I was extremely lucky to find an 1890 lengthy obituary for my Scottish gt.grandmother's brother Kenneth Mackenzie b1817, which not only described the man but how someone of modest beginnings can attain so much more. It also explains why my grandfather moved outside the naming pattern and had a son called Ken:
<Mr. Mackenzie was born seventy-three years ago at the Clyde Iron works, where, under the eye of Messrs. Dunlop, he received that excellent business training which stood so well to him in after years. He was a man, too, who built his own fortune, who owed his success in life to his native ability, to his straightforwardness of purpose, to his unbending integrity, and to his resolute perseverance, because he began life empty-handed, and at the bottom of the ladder with nothing to help him onward and upward but the characteristics we have just mentioned. But to a man like Mr. Mackenzie this was all that was necessary, for to such good purpose did he apply them, and so absolutely trustworthy was he, that while quite a young man, he was promoted to the managership of the very iron works he entered as a boy. ...........
Always plain and unostentatious, he had ever a smile for, and was always accessible to, his humblest employee, while at the same time he was capable of exacting the respect of the proudest in the land.

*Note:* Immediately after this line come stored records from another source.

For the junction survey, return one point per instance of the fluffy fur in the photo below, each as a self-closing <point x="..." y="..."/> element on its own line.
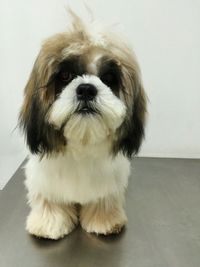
<point x="80" y="150"/>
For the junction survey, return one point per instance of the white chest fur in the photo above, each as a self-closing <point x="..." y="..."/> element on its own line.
<point x="81" y="174"/>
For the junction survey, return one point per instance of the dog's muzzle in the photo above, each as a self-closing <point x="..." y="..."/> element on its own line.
<point x="86" y="94"/>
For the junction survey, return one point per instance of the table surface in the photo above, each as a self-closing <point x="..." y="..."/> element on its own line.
<point x="163" y="208"/>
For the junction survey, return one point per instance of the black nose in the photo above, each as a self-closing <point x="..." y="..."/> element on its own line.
<point x="86" y="92"/>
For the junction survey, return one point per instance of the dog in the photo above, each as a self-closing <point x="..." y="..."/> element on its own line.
<point x="83" y="117"/>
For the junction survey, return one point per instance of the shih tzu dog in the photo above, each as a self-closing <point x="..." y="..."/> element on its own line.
<point x="83" y="117"/>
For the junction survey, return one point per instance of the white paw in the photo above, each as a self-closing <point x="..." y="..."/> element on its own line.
<point x="50" y="224"/>
<point x="103" y="224"/>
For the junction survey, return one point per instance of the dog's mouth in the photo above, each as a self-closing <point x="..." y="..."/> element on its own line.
<point x="85" y="108"/>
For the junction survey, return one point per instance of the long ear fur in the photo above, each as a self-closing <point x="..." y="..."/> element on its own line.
<point x="41" y="137"/>
<point x="131" y="132"/>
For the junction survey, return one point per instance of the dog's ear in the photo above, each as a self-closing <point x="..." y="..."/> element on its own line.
<point x="39" y="93"/>
<point x="131" y="132"/>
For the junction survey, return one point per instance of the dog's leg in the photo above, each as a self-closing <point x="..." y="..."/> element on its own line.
<point x="106" y="216"/>
<point x="50" y="220"/>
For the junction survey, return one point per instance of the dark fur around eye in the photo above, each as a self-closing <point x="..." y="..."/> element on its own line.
<point x="67" y="71"/>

The welfare of his people bulked largely in his mind, and his many services to them will not soon be forgotten. By his demise the poor and needy have lost one whose ear was never closed to their cry of distress, and whose purse-strings were never drawn tight in the face of want. Throughout his whole life he believed in the doctrine (and what was better, he constantly practiced it) that it is better to help to build a man up than to knock him down.